Melihat kegagalan demi kegagalan yang dialami tim perkebunan, terutama bang Bodan dan bang Nadi membobol gawang tim kecamatan, membuatku berpikir, ternyata Tsubatsa belum datang membantu tim perkebunan. Kemana dia? Semestinya dia belum ada di sini, membantu tim perkebunan karena Wakashimatsu sudah datang membantu tim kecamatan.
Setelah kegagalan terakhir tadi, semangat tim perkebunan terlihat melemah. Serangan mereka tidak segencar sebelumnya. Jangan sampai tim perkebunan kalah. Mungkin sudah saatnya aku masuk membantu tim perkebunan. Yah, aku akan masuk. Aku tidak bisa diam saja melihat mereka kewalahan menghadapi tim lawan yang mendapat kekuatan dari Wakashimatsu. Aku juga harus masuk membantu mereka. Aku akan membobol gawang Wakashimatsu seperti ketika dia menjaga gawang Mewa.
Aku beranjak dari dudukku dan bergabung bersama pemain yang lain. Permainan dimulai lagi. Aku, bang Bodan, dan bang Nadi bekerja sama membuat serangan kembali. Bang Bodan berhasil melewati beberapa pemain lawan. Bola dioper ke bang Nadi. Yang dituju langsung dengan sigap menggocek bola, melewati beberapa lawan. Kemudian mengembalikan kepada bang Bodan. Setelah mempersempit jarak ke gawang, bang Bodan dan bang Nadi mengambil posisi siap di sekitar gawang. Sedikit kesulitan karena para pemain belakang tim kecamatan berusaha menahan posisinya. Tetapi, itu semua berhasil ia hadapi. Posisi bang Bodan hanya beberapa meter saja dengan gawang.
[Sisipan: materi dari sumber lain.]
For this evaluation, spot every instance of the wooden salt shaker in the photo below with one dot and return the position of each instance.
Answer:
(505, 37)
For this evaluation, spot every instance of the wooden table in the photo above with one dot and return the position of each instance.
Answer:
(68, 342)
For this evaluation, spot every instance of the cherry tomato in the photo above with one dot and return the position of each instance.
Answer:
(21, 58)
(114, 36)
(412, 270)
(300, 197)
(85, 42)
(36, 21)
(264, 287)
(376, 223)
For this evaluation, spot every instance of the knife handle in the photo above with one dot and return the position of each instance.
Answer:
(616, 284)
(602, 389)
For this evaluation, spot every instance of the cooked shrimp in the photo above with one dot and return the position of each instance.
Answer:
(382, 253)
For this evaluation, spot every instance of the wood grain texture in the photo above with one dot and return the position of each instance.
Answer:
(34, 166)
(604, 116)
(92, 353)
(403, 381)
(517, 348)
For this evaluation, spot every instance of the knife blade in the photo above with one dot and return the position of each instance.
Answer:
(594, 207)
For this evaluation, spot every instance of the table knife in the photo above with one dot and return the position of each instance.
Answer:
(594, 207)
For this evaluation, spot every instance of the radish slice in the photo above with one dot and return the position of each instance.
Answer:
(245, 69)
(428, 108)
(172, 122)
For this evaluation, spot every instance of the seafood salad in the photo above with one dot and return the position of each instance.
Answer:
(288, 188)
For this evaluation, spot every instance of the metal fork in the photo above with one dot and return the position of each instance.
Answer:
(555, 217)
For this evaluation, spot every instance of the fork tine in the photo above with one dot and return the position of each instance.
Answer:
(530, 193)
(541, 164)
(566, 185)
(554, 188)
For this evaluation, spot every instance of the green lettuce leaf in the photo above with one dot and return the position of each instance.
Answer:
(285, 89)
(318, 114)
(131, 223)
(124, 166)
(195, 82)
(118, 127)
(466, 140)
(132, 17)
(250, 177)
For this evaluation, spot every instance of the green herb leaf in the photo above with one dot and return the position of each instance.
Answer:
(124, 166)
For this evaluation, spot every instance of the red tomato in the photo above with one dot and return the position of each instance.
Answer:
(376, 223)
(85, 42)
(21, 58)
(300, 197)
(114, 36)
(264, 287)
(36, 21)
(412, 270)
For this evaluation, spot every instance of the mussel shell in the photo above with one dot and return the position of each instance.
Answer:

Di belakang sang penjaga gawang, bang Nadi sudah bersiap. Penjaga gawang itu menyadarinya. Tetapi, ia tidak gentar sedikit pun. Ia terus bersikap waspada dengan apapun kemungkinan yang terjadi.
Bang Bodan menshoot bola. Penjaga gawang itu sudah siap dengan serangan ini. Ia menyangka apa yang terjadi tadi akan terulang lagi. Namun sayang, dugaannya salah besar. Karena kali ini yang dimaksud oleh bang Bodan bukanlah bang Nadi yang sudah siap di sudut gawang, melainkan aku yang sedari tadi sudah siap dengan posisi menembak.
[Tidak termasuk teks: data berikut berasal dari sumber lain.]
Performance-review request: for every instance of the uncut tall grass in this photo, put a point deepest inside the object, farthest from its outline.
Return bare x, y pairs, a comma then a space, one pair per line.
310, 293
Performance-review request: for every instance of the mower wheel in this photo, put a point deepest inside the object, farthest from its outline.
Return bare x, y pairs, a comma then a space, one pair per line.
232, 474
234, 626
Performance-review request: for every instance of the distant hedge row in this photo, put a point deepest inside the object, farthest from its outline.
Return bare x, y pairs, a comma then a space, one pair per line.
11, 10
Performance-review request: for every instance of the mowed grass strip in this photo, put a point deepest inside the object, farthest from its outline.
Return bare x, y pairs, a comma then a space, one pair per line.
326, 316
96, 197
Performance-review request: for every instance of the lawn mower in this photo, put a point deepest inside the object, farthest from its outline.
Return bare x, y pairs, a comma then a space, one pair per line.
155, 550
“Sekarang giliranmu!” seru bang Bodan kepadaku.
Saat bola itu sampai kepadaku, aku langsung menggunakan tendangan andalanku, tendangan jarak jauh Tsubatsa! Bola melambung tinggi seakan-akan hendak membelah langit. Sesaat kemudian, bola itu menukik tajam seperti elang yang hendak menerkam mangsanya dan langsung membobol gawang sang penjaga gawang “Wakashimatsu”. Gol pun tercipta. Satu angka untuk tim perkebunan. Tak lama kemudian pluit tanda berakhirnya pertandingan melengking keras.
“Woi, balik yook,” teriak Badung.
Aku tersentak. Melihat sekeliling dengan tampang bingung karena menyadari bahwa aku masih duduk di pojok lapangan bersama teman-temanku.
“Kok udah?” tanyaku polos.
“Lha, mau ngapain lagi di sini. Udah selesai kok,” jawab Badun.
“Berapa hasilnya. Menang mana?” tanyaku lagi. Polos.
“Seri. 1-1,” jawabnya lagi. Menahan sebal.
“Sapa yang ngegolkan?”
“Kamu tuh dari tadi ngapain aja? Mesti ngayal lagi. Yang ngegolkan sapa lagi kalau bukan bang Bodan,” jelasnya kesal.